Three months in…

This past Monday, I had a three month follow up appointment at Dr. Kurian’s office. Her NP (Nurse Practitioner), Jessica basically handled this appointment.

I got to the office with a few minutes to spare. Since the actual month marker is this upcoming Sunday, I didn’t even look at the scale. When Jennifer told me that I have lost SIXTY pounds, I could not believe it. So much so that I asked her to double check her math. 🤣 Sure enough, it was true.

I still have to go for bloodwork, which I’ve scheduled for this upcoming Wednesday, but everything looks good. I’ve been pretty diligent about making sure I eat 60 grams of protein per day and I am taking the recommended vitamins. (Mostly out of fear of losing hair. Vanity is a blessing and a curse.)

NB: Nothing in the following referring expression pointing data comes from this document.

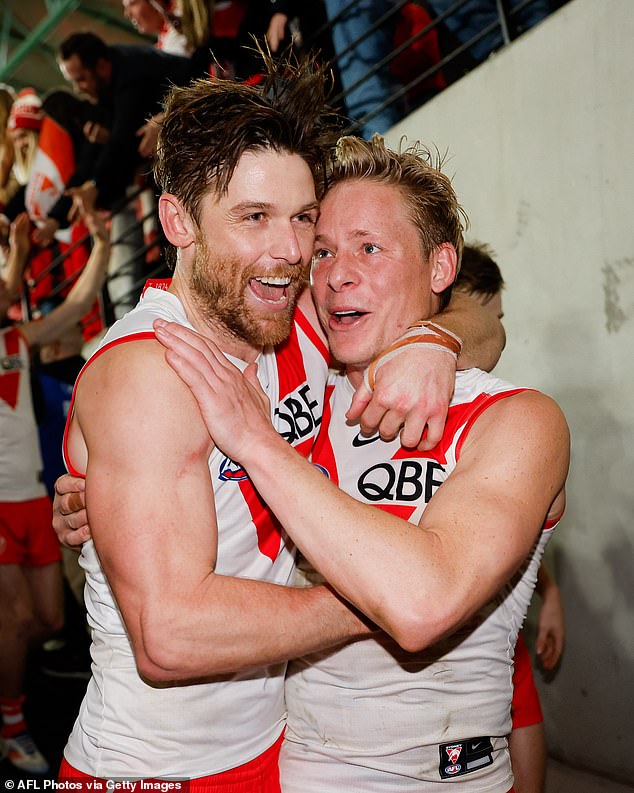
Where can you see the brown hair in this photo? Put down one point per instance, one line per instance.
(479, 272)
(416, 172)
(210, 124)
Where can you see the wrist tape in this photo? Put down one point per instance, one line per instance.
(424, 332)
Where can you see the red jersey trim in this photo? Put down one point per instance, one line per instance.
(315, 339)
(491, 400)
(142, 336)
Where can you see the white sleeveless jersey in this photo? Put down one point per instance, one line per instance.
(370, 716)
(126, 728)
(20, 458)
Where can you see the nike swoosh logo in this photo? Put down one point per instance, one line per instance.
(360, 440)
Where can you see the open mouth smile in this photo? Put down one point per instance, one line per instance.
(271, 290)
(345, 318)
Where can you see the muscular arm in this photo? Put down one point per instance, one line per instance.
(412, 391)
(481, 331)
(152, 516)
(417, 583)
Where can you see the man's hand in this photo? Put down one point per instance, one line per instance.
(84, 200)
(70, 519)
(232, 403)
(95, 132)
(411, 394)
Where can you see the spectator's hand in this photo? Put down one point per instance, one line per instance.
(97, 226)
(276, 31)
(19, 236)
(95, 132)
(45, 232)
(70, 519)
(149, 136)
(551, 628)
(84, 200)
(412, 391)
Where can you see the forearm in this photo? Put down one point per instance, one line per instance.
(360, 550)
(481, 332)
(230, 625)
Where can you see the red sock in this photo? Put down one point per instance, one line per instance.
(12, 716)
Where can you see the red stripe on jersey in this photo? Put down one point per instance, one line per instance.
(322, 453)
(290, 365)
(146, 334)
(10, 380)
(157, 283)
(457, 416)
(481, 406)
(400, 510)
(267, 526)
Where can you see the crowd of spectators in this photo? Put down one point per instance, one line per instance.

Jennifer told me that I’m right on track. The weight loss will start to slow down, coming to a steady place somewhere around September.

One of the greatest differences between my foray with a lap band and this new life with VSG has been the way that I feel when I am full. With my band, it felt like a light pressure right below my breast bone. If I ate something that didn’t agree or didn’t process well, it became a more intense pressure, sometimes ending with the offending food coming back up. Now, I feel satiated, like a normal stomached person. It just happens with a heck of a lot less food. I don’t really get to the “ugh I feel sick” phase and I certainly haven’t thrown up.

I HAVE eaten food that hasn’t agreed with me… when that happens, I feel nauseated and / or have to make a swift trip to the ladies room (sorry TMI. I know!). It usually passes in 10-15 mins. I make a mental note to avoid the offending food / beverage. For example, ricotta cheese and I are taking part in a conscious uncoupling right now. (Please tell me you all got that joke.)

In completely full disclosure, I have not been perfect with eating only lean protein. Before the surgery, I was pretty judgmental about this. I think it was because I didn’t understand how much easier this new life would be. For example: With a band, there is not a chance you’d catch me eating a piece of French bread. It would cause physical pain and end in vomit. Now if I want a piece of bread, I’m going to eat it. It’ll be a really small piece, since I become full so fast. I’m not going to beat myself up over it.

It’s not an easy shift since I’ve been dieting since I was 5 years old. Good food, bad food, “cheating”… I have to remind myself that this isn’t a diet; it’s my life. And right now, it’s pretty sweet.